Gai-See nodded grimly and crawled away by the same route.

Now something would happen, he thought, but it did not happen immediately.

The sun was scorching in early August, but by midafternoon a light westerly breeze came up. Blacktooth noticed that the restless Grasshopper had moved again. The Nomads had re-formed and split into three groups, positioned to the north, west, and south of the wagons. They were still out of range, visible against a background of smoke, but the groups to the north and south were in place for a flanking attack against either the Hannegan or the cardinal.

The fires seemed to be moving slowly eastward. They marked the probable confines of the battleground and defined the possible lines of advance or retreat for the Nomad groups who had likely set them.

Soon afterward, during an assault on the second berm, while trying to shoot over a man’s head Nimmy shot him down. Facing Blacktooth, the Texark trooper lay on his back on the sandbank just as he fell when shot. A glep, a glep in Texark uniform, with Hadala’s dappled skin and the rather common hairy ears. He stared up at the former monk, trying to see him against the smoke-blurred orb of the sun. His hands were raised toward his face and they hung limply from the wrists; he looked like a puppy begging for a morsel. Why surrender with a ruined abdomen? He clenched his lids, waiting, hoping to be shot again. But Blacktooth dared not to waste ammunition on pity, or even take time to reload, because Ulad was watching him with deep suspicion. Every time he felt such tension, Wooshin’s face and words came to his mind.

“Life is a dewdrop and a flash of lightning—that’s the way to look at it, Nimmy.”

Touching the point of the bayonet to the man’s throat, Blacktooth severed the carotid artery. A blade of lightning, a drop of red dew. The drop became a spurting stream. He stepped back, looking around. His throat hurt and was dry; it was a hot day and the air was full of smoke from burning grass.

“Each man, each being is a world. There are innumerable worlds, my friend. Each world of this innumerable array contains and inter penetrates all the other worlds throughout the myriad cosmos, for there are no barriers between the worlds.” Metaphysics from an executioner? For the Axe, religion was a martial art. He wanted to talk to Gai-See or Woosoh-Loh about it, but they were always with the cardinal and the officers, and he was made afraid by Gai-See’s crawling to him in a ditch.

It’s just that I have cut my own throat somehow, he thought, looking at the corpse. So murder feels like this to the murderer. Holy Mother of God, forgive me, but I don’t feel very much.

Sergeant Ulad was still watching him from the left, shaking his head. He must be careful not to waver or hesitate. Ulad was suspicious of his piety. He could see two men beyond Ulad. Corporal Victros had climbed to the top of the berm. He motioned the attack party upward.
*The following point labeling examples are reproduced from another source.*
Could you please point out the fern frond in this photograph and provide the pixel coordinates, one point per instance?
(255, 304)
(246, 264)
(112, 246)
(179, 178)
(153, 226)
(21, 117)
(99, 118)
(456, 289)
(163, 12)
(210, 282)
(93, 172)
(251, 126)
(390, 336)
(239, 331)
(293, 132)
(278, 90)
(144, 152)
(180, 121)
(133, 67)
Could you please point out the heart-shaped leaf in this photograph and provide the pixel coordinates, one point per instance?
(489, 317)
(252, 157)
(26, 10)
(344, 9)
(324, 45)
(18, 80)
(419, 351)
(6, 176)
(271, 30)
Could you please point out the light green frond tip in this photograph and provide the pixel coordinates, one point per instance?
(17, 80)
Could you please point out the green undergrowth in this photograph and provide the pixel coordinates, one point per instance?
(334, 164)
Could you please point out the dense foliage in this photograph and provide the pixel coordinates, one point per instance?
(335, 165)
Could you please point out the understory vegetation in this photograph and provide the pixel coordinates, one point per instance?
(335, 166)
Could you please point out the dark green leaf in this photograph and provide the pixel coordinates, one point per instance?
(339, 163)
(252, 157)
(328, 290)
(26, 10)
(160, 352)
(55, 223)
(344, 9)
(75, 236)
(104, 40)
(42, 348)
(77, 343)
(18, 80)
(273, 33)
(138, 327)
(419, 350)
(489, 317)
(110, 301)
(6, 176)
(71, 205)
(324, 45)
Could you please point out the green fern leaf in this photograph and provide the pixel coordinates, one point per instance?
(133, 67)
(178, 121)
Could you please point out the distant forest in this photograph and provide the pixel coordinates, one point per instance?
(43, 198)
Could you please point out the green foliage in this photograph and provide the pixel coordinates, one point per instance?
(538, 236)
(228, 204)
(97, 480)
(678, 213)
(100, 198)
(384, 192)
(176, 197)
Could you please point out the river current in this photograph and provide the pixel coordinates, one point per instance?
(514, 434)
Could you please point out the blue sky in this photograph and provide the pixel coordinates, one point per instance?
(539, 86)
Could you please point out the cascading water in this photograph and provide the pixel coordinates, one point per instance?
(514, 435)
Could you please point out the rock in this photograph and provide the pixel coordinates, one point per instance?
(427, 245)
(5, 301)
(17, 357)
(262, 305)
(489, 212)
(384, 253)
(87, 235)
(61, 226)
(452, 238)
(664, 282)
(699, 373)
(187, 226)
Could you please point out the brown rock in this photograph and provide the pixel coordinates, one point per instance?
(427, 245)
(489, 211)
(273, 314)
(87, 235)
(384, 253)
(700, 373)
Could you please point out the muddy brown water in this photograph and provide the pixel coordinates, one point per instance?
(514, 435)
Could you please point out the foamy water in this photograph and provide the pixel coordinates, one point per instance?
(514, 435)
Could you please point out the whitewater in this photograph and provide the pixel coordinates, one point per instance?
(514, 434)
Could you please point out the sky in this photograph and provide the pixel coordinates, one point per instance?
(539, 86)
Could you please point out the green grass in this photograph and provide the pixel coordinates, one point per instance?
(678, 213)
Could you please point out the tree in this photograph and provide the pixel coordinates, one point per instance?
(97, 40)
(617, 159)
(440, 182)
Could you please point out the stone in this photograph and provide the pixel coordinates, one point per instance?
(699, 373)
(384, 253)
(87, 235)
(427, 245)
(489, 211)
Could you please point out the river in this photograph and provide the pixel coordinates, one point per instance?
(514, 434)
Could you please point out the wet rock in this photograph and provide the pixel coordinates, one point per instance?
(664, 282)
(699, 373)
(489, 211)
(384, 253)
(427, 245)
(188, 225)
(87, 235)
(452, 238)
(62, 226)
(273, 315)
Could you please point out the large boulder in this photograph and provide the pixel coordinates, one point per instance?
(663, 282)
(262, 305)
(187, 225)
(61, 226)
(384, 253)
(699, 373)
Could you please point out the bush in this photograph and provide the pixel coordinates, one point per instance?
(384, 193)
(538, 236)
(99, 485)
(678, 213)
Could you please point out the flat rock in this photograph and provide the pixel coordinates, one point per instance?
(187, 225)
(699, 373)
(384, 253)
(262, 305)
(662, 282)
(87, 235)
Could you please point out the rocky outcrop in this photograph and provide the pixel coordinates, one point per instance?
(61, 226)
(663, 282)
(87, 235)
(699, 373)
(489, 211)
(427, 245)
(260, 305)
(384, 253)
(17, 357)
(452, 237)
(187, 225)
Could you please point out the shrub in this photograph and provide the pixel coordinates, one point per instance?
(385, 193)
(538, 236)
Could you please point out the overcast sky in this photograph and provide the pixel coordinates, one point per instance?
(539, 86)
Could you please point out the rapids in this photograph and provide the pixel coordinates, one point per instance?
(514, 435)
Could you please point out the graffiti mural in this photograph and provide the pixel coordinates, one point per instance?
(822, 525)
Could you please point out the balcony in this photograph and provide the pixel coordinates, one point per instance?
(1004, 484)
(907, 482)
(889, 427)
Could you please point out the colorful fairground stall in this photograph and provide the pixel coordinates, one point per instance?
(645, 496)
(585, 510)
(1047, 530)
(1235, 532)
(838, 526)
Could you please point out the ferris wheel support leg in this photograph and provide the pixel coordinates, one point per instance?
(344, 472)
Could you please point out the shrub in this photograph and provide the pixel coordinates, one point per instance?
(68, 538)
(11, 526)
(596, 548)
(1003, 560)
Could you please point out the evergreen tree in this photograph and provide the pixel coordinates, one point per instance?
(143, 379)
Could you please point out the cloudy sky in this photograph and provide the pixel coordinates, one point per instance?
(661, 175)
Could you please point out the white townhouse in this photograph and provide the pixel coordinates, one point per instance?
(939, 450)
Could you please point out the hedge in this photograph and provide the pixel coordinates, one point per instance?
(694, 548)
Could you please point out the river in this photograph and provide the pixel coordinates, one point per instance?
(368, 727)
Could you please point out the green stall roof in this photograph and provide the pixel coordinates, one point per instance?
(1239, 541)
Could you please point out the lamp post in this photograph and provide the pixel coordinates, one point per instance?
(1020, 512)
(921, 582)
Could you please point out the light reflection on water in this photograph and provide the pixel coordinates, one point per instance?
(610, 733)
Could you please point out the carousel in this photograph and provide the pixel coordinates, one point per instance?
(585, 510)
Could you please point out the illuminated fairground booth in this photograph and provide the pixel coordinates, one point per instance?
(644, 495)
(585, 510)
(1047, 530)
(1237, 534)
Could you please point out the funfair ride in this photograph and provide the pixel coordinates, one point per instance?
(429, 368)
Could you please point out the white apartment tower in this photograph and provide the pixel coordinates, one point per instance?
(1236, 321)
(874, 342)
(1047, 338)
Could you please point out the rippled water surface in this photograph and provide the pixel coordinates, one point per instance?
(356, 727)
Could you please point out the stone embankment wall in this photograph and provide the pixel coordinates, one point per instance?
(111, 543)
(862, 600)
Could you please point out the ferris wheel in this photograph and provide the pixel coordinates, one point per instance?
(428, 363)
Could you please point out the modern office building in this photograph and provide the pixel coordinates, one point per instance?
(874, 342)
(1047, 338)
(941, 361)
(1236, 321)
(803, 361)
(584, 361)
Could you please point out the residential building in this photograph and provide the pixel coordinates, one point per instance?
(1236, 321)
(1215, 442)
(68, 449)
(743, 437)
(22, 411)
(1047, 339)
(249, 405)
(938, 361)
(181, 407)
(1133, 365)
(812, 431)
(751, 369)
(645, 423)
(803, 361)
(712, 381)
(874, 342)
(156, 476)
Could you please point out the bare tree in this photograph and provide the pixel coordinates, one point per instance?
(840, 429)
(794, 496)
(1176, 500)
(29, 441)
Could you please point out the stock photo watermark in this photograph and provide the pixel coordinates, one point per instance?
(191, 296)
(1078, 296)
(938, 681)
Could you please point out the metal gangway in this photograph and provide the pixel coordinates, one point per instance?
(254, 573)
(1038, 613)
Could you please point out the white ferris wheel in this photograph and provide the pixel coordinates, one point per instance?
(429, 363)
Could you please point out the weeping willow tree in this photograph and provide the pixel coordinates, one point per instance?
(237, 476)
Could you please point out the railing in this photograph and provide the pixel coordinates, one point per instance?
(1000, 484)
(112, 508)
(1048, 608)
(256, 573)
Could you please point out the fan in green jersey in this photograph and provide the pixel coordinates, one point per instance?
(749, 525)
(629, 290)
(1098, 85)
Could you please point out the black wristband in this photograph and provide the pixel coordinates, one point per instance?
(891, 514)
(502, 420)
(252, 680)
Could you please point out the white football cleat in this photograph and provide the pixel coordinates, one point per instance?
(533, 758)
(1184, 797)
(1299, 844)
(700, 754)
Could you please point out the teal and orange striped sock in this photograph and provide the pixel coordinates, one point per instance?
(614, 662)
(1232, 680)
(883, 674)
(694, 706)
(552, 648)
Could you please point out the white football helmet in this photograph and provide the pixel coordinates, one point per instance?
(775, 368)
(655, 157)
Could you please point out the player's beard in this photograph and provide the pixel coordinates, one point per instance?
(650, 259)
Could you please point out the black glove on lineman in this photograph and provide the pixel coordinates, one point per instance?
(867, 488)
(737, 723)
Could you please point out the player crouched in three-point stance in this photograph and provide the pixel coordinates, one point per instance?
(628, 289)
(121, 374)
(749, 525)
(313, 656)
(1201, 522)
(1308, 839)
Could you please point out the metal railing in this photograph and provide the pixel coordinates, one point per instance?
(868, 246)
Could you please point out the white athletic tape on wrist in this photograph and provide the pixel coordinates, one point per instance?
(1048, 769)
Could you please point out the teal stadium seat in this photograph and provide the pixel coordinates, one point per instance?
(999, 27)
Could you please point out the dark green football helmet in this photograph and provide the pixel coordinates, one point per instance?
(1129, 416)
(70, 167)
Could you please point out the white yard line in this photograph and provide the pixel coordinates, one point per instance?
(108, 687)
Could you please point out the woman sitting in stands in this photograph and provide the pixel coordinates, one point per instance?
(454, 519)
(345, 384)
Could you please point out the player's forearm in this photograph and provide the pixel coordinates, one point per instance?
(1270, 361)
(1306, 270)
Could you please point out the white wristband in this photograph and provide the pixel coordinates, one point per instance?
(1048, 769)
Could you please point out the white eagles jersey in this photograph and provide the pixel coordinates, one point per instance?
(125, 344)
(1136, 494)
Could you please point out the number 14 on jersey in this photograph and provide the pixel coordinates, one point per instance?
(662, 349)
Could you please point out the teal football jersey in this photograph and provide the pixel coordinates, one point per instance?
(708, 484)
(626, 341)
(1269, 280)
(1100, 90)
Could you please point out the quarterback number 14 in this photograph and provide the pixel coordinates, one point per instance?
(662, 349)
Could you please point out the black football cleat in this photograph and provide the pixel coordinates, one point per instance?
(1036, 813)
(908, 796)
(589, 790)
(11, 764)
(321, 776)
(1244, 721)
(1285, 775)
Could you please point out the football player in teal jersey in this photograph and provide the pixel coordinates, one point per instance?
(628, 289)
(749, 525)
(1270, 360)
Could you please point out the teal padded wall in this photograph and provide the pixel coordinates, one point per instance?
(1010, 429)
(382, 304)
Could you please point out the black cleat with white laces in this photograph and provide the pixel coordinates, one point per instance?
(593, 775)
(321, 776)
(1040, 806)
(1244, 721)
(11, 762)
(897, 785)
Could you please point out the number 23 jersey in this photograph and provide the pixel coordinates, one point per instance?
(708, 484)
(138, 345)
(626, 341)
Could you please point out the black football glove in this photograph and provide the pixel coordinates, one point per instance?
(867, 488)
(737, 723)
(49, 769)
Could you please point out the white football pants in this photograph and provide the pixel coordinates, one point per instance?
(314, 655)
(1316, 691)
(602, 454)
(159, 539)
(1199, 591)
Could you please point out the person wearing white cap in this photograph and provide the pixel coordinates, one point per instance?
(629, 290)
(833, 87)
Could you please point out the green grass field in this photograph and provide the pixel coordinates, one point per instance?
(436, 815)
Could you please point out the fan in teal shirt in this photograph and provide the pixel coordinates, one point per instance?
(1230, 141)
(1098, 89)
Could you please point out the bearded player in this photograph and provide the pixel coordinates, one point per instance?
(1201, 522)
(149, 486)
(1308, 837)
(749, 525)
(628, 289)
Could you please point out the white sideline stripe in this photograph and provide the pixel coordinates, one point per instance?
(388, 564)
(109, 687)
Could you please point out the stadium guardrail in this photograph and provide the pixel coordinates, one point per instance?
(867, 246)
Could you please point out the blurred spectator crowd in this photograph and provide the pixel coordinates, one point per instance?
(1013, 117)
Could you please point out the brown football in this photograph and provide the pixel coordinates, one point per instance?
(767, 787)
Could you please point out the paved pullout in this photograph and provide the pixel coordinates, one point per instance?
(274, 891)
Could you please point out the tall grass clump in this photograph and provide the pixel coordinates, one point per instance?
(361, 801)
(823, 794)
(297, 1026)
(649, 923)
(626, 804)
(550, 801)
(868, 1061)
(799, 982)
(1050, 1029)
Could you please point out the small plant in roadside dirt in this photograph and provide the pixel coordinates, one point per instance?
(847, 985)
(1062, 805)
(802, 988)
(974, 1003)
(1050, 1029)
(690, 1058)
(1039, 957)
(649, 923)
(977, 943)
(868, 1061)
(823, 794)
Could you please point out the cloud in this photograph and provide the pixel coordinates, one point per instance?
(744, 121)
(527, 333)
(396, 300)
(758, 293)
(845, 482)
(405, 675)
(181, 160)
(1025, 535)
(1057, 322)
The sandbank flanked a scythed and well-hoed—but useless— firebreak. Blacktooth climbed the berm and cautiously peered beyond, but the patrol had fled. Why? It was the best place to stop and fight, unless they thought the Valanans’ firepower overwhelming. Or, more likely, they might know that greater safety for them lay ahead, and that the glep guerrillas must be prevented from seizing their artillery. Standing atop the berm, he looked back toward the wagons. What had happened to the men guarding them? He could see Nomads in the distance, but no militiamen with the wagons. Without horses to draw them, they were lost anyway.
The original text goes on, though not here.